After mammogram images are taken by a technologist, the radiologist will review them and send them to the physician or specialist who ordered them. Most results are usually available within 10 days. In the United States, facilities that perform mammograms send the results directly to your health professional's office and must send you a copy of the test results (written in language that is easily understood) within 30 days.
It should be strongly pointed out that abnormal mammograms do not necessarily mean that a cancer is present. Other tests may be performed for further clarification of an abnormal mammogram. And likewise, a normal mammogram does not exclude that there is presence of cancer.
It is not uncommon to be asked for other test or even tests to be performed after a mammogram so additional views of the area in question can be obtained. In fact, the mammogram "work-up" process has frequently become formalized into three stages: a screening mammography, diagnostic mammography after the screening, and finally a biopsy if or when necessary. Click here to read more about these stages.
Many research centers are developing several new technologies to improve conventional mammography where computers assist in the interpretation of the x-rays. Two of the more recent and used advances in mammography include digital mammography and computer-aided detection.
Digital mammography, also called full-field digital mammography (FFDM), is a mammography system in which the x-ray film is replaced by solid-state detectors that convert traditional x-rays into electrical signals. These types of detectors are similar to ones you might find in your digital camera. These new electrical signals are used to produce images of the breast that can be seen on a computer screen. However, from a patient's point of view, there’s little difference in having a digital mammogram from having a conventional film screen mammogram.

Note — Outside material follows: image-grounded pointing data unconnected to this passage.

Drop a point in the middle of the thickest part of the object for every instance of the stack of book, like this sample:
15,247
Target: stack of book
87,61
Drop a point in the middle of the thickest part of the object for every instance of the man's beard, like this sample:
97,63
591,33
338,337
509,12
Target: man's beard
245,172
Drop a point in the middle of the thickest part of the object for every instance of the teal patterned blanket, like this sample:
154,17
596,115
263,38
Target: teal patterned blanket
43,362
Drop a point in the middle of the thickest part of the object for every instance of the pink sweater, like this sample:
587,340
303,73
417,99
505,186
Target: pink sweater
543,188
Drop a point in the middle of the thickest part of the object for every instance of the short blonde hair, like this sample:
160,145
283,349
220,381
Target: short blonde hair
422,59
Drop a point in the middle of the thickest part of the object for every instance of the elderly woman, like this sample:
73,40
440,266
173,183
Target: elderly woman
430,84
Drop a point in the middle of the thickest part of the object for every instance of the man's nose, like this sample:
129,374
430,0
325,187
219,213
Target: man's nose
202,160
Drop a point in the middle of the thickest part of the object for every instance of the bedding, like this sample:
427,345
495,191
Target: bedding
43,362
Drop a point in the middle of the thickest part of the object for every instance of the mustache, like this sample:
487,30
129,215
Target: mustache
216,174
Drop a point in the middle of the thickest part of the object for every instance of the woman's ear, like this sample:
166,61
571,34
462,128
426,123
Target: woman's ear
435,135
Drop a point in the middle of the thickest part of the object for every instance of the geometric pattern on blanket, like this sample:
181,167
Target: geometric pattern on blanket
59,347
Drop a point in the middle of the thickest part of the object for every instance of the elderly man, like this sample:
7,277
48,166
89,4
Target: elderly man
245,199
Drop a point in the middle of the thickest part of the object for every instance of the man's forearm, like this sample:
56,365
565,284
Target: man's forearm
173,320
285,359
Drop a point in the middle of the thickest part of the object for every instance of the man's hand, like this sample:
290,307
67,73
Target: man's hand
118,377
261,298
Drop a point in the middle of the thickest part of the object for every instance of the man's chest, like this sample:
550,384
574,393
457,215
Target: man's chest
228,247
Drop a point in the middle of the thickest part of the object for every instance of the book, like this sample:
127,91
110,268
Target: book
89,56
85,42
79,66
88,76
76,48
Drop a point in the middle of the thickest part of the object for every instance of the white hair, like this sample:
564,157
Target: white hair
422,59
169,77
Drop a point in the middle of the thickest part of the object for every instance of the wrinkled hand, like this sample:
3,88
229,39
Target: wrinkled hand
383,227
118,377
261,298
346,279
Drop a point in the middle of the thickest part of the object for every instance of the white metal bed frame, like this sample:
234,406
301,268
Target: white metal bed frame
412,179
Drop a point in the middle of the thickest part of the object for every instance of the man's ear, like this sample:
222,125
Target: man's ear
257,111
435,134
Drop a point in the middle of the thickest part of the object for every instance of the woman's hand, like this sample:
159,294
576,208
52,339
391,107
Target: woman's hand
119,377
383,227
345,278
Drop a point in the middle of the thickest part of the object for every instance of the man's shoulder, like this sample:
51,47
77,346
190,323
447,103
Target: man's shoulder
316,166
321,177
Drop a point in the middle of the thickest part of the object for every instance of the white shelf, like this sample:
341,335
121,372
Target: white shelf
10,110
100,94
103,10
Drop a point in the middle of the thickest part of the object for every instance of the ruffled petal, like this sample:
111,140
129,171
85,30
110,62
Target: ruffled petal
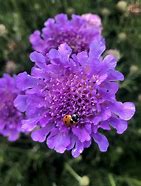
102,141
21,103
119,125
124,110
81,133
25,81
41,134
58,140
38,58
97,47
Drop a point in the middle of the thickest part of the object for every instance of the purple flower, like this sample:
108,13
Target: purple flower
10,117
70,98
78,33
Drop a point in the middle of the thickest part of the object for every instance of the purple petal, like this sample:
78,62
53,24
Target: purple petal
111,61
41,134
119,125
65,51
124,110
61,18
97,47
115,76
81,133
58,140
78,149
25,81
13,135
20,103
38,58
102,141
29,124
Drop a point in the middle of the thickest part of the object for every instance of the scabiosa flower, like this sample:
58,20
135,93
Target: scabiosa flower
77,33
10,117
70,97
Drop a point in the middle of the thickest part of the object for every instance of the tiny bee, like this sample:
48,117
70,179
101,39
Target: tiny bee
70,119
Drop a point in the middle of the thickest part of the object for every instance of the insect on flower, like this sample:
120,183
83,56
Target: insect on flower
70,119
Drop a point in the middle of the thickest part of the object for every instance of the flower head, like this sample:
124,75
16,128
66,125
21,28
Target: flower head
10,117
70,98
77,33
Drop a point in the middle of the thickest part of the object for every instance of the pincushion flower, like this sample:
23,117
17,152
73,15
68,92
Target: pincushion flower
10,117
62,86
78,33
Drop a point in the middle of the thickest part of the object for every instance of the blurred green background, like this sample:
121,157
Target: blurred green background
26,163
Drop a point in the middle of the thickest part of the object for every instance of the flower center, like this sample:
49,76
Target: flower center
71,95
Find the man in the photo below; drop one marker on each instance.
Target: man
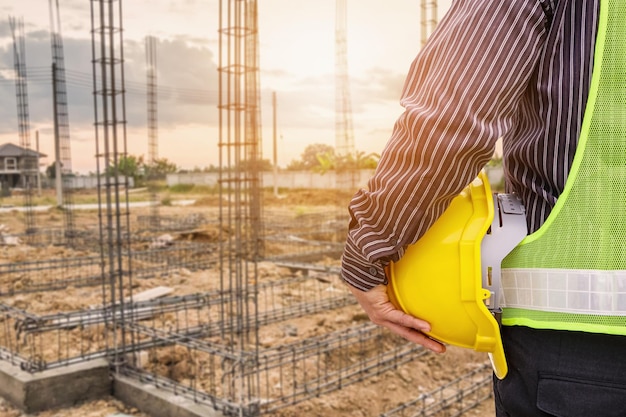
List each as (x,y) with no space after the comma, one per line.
(520,70)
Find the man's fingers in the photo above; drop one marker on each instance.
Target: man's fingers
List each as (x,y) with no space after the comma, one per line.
(417,337)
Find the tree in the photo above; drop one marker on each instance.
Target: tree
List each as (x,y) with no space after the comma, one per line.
(310,156)
(159,168)
(128,165)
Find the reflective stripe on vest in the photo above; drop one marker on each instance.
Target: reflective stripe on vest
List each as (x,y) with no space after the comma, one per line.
(566,290)
(571,273)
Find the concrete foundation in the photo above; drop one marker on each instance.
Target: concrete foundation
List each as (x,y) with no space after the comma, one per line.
(157,403)
(67,386)
(55,388)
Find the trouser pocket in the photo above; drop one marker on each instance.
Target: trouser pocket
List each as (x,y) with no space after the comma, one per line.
(562,396)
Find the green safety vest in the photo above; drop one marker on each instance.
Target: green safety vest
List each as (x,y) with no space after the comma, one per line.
(571,273)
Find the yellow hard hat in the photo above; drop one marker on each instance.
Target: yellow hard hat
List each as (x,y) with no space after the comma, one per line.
(440,278)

Computer-aided detection (CAD) systems use a digitized mammographic image to search for abnormal areas of density, mass, or calcification that may indicate the presence of cancer. This system can use the images that are taken from either a conventional film mammogram or a digitally acquired mammogram. The computer software interprets the image and highlights these areas on the images that are ‘abnormal’, alerting the radiologist to the need for further analysis.
Mammography as a whole has existed for over four decades, starting when the first x-ray units dedicated to breast imaging were being used. Mammography became standard practice as a screening device by 1976 when its value in diagnosis was recognized by many different medically valued sources.